Pengungkapan TPPO Anak dan Komitmen Perlindungan Korban
Kepala Bidang Humas Polda Metro Jaya, Kombes Pol Budi Hermanto, menegaskan bahwa pengungkapan TPPO anak ini merupakan wujud komitmen Polri dalam melindungi anak dari kejahatan serius yang merampas hak asasi dan masa depan korban.
“Pengungkapan ini adalah komitmen Polri melindungi anak dari segala bentuk kejahatan. Perdagangan anak merupakan tindak pidana serius yang melanggar hak asasi dan merusak masa depan anak,” ujar Budi Hermanto dalam konferensi pers di Gedung Reserse Kriminal Umum, Jumat (6/2/2026).
Kasus ini terungkap berawal dari kecurigaan pihak keluarga yang mempertanyakan keberadaan dan kondisi seorang anak berinisial RZ, yang selama ini diasuh oleh saksi berinisial CN. Penelusuran kemudian mengarah pada pertemuan antara saksi CN dengan tersangka berinisial IG, yang mengklaim anak tersebut berada di Medan.
Merasa ada kejanggalan dalam keterangan tersebut, saksi CN membawa IG ke Polsek Taman Sari untuk dilakukan klarifikasi. Dari proses itulah, polisi mengembangkan penyelidikan hingga akhirnya membongkar jaringan TPPO yang melibatkan banyak pihak lintas wilayah.

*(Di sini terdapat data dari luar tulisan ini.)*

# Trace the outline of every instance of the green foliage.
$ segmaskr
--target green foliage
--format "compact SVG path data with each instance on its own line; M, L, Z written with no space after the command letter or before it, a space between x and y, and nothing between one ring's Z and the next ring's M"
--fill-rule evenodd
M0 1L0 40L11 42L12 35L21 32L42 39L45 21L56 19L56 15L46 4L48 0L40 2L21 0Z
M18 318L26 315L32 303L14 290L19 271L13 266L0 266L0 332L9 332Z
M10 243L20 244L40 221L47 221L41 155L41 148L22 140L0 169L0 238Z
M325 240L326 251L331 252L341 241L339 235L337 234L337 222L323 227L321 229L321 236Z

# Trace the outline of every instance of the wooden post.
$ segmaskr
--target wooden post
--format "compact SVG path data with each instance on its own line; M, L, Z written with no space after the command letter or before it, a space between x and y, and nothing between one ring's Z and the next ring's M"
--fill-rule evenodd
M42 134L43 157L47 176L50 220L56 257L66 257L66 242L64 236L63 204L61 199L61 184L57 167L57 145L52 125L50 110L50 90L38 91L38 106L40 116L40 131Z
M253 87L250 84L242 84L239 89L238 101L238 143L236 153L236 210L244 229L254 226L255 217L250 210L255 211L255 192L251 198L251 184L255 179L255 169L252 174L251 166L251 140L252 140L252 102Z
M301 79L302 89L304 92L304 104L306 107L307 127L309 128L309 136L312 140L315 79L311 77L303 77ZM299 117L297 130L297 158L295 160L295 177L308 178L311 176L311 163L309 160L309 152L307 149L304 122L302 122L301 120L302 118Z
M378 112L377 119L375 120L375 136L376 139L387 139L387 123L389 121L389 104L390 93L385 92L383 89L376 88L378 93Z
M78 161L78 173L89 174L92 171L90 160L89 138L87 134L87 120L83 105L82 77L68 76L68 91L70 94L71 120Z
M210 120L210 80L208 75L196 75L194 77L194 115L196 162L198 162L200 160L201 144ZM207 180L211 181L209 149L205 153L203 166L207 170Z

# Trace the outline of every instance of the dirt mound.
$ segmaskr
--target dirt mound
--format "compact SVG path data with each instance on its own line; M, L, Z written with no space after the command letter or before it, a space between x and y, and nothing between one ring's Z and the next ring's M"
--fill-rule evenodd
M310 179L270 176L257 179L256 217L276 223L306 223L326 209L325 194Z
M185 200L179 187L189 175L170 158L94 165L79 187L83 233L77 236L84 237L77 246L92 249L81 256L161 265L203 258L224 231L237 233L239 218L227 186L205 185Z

Kasat Reskrim Polres Metro Jakarta Barat, AKBP Arfan Zulkan Sipayung, menjelaskan bahwa pengembangan perkara menunjukkan adanya pola sistematis dalam praktik jual beli anak, dengan peran tersangka yang berbeda-beda, mulai dari perekrut, perantara, hingga pihak yang menampung korban.
Dalam proses penegakan hukum, para tersangka dijerat dengan Undang-Undang Nomor 35 Tahun 2014 tentang Perlindungan Anak serta Undang-Undang Nomor 21 Tahun 2007 tentang Pemberantasan TPPO. Ancaman pidana yang dikenakan mencakup hukuman penjara dan denda sesuai ketentuan peraturan perundang-undangan.
Polda Metro Jaya juga menegaskan bahwa proses pengangkatan anak harus dilakukan secara sah melalui lembaga berizin dan ditetapkan dengan penetapan pengadilan. Praktik adopsi ilegal, selain melanggar hukum, membuka ruang terjadinya eksploitasi dan perdagangan anak.
Di akhir keterangannya, Kombes Pol Budi Hermanto mengimbau masyarakat untuk meningkatkan kewaspadaan terhadap lingkungan sekitar serta tidak ragu melaporkan apabila menemukan indikasi tindak pidana terhadap anak.
“Kami mengimbau masyarakat segera melapor jika mengetahui atau mencurigai adanya tindak pidana terhadap anak, baik melalui call center 110 yang aktif 24 jam maupun mendatangi kantor polisi terdekat,” ujarnya.
Pengungkapan kasus TPPO anak di Taman Sari ini menjadi pengingat bahwa peran masyarakat sangat krusial dalam memutus mata rantai kejahatan terhadap anak, sekaligus memperkuat sistem perlindungan anak di Indonesia.